National Bushfire Management Policy Statement - Objectives and KPIs

The IFA/AFG Forest Fire Management Committee (FFMC), led by Dr Kevin Tolhurst AM has released a draft of a new paper that aims to provide specific objectives, measurable outcomes and KPIs of The National Bushfire Management Policy Statement for Forests and Rangelands (Forest Fire Management Group 2014.) The FFMC are calling for feedback on the draft document from IFA/AFG members, to further progress this important work. 

The National Bushfire Management Policy Statement for Forests and Rangelands (Forest Fire Management Group 2014) was signed off by all States and Territories in 2014.  There is therefore a nationally agreed vision, set of principles and national goals defined for bushfire management in Australia.  However, little progress has been made in implementing this national policy.

For the goals of the national policy to be achieved, a set of specific objectives needs to be formulated and agreed to and the measureable outcomes of these objectives need to be specified as key performance indicators so that progress towards meeting the goals can be assessed, reviewed and reported on.  Without measureable outcomes, it will be impossible to systematically improve fire management performance and knowledge as required by the process of adaptive management.  Without measureable outcomes, it will also be difficult to attract the level of funding, resources and public support required to work towards the shared vision of fire management.

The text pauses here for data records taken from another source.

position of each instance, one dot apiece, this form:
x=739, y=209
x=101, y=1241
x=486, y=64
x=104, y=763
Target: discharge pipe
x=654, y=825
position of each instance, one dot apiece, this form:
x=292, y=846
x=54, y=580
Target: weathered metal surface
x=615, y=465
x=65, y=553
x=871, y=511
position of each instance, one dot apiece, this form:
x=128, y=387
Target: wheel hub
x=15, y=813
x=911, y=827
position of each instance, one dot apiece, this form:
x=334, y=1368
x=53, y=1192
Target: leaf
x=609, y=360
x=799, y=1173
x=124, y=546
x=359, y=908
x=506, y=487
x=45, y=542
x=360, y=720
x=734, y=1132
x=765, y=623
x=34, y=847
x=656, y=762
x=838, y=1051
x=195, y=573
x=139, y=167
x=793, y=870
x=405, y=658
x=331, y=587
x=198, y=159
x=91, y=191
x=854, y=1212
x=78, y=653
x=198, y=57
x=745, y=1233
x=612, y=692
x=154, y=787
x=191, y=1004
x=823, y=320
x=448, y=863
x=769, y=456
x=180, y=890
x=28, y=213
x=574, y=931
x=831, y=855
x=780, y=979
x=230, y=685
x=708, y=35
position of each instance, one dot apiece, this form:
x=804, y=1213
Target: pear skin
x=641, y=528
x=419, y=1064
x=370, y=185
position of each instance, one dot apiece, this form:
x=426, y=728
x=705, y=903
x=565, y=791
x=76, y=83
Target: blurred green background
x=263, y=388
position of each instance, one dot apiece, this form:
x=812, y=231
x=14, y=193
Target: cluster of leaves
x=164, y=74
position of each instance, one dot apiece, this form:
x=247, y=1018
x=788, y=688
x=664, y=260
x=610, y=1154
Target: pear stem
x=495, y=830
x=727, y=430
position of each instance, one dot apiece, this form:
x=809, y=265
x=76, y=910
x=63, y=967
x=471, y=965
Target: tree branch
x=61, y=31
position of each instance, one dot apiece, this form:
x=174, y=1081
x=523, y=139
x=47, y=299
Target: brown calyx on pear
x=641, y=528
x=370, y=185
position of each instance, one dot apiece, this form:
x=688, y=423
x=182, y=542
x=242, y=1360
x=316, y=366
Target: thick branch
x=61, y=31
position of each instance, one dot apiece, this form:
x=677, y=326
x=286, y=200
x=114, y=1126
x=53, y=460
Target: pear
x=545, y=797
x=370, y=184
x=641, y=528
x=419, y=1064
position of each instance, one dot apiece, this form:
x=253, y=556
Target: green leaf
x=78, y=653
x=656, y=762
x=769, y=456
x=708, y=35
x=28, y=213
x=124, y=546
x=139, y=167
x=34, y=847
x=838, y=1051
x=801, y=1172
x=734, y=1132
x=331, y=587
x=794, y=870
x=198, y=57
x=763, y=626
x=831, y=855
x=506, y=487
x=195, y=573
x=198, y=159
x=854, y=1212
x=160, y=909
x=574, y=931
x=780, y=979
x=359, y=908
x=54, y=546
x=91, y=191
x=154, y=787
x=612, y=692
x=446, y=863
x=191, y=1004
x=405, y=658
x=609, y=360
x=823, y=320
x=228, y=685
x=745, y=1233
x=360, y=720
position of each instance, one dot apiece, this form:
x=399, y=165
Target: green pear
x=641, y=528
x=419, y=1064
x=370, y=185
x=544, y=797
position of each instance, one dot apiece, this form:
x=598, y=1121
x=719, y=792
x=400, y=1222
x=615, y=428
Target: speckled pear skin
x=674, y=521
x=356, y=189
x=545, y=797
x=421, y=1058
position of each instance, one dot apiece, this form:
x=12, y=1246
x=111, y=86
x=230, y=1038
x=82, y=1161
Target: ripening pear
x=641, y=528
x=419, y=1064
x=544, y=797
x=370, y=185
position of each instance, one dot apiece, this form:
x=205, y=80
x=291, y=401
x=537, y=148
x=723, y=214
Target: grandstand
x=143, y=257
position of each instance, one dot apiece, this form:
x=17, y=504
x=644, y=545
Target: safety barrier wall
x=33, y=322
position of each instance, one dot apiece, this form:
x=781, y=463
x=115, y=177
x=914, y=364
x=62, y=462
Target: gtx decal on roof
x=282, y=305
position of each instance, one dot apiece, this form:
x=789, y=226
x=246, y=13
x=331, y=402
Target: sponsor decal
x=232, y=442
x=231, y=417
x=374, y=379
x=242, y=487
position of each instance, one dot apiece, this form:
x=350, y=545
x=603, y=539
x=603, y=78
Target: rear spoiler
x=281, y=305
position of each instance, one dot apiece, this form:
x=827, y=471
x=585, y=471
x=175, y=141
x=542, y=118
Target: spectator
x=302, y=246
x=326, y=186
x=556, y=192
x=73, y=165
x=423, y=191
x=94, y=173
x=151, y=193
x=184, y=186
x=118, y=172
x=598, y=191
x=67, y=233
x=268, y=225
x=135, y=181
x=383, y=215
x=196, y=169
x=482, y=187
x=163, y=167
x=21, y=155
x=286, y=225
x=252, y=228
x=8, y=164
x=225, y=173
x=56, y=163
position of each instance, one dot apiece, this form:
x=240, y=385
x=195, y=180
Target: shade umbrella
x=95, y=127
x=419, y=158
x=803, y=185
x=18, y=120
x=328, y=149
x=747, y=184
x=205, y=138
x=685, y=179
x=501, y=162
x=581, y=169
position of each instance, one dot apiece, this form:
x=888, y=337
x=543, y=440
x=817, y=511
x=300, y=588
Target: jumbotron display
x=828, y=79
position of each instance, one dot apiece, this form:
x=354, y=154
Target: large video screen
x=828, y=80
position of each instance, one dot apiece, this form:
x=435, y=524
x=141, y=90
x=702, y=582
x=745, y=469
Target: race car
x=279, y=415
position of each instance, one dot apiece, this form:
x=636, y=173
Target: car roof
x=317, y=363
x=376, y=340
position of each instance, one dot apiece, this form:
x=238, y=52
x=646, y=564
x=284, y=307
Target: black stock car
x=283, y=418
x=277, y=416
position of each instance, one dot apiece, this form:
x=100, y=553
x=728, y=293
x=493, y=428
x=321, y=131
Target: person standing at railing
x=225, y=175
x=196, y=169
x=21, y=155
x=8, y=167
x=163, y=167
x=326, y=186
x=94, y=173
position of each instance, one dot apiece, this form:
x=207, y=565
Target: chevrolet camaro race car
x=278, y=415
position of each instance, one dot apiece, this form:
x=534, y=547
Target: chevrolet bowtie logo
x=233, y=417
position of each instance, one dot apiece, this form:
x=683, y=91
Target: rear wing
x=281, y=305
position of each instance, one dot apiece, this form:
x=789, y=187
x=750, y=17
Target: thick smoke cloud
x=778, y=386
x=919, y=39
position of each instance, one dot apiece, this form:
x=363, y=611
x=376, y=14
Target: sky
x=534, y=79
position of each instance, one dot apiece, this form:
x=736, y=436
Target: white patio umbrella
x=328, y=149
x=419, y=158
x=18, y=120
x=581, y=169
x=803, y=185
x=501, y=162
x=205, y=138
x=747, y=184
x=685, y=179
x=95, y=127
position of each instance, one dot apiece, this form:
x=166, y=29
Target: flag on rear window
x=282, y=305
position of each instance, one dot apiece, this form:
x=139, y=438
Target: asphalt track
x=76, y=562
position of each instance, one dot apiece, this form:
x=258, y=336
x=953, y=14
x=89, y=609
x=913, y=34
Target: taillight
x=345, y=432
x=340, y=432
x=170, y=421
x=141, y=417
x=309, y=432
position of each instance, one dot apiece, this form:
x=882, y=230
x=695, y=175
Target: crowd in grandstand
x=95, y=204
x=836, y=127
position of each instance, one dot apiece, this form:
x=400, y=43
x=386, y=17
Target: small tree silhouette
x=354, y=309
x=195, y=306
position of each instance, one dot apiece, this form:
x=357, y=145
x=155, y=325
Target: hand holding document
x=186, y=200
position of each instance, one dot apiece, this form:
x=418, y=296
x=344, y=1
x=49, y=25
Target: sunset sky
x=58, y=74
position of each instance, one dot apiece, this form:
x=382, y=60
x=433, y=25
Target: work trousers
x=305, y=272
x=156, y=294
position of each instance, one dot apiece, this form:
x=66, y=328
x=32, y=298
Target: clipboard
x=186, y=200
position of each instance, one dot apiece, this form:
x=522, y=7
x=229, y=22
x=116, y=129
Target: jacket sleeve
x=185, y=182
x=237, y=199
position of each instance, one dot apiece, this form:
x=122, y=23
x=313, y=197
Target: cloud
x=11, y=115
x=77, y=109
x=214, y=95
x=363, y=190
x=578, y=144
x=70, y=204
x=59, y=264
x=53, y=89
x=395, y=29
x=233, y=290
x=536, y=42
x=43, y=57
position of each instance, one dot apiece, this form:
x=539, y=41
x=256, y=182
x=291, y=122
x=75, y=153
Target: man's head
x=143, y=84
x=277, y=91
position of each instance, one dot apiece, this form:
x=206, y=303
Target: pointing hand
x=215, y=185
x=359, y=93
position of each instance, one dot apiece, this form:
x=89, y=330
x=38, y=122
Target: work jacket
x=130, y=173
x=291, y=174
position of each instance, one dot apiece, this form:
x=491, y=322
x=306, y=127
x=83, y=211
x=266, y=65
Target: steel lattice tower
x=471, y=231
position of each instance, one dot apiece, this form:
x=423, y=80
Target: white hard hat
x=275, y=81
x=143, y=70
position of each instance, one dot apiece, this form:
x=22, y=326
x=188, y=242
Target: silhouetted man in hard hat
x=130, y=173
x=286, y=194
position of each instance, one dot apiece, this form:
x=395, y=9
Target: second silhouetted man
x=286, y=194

This paper aims to provide a “first cut” at specific objectives and KPIs that will move towards achieving the goals of the policy statement.  The objectives and their associated KPIs need to be based on the best available knowledge of fire and its role in the landscape.  Over time, the objectives and KPIs are likely to be refined as more becomes known.  As far as possible, the measureable performance criteria should be based on the best available evidence from research and operational monitoring.  The objectives that are finally used to evaluate bushfire management should also be refined through a public engagement process, especially where the values concerned are social in nature.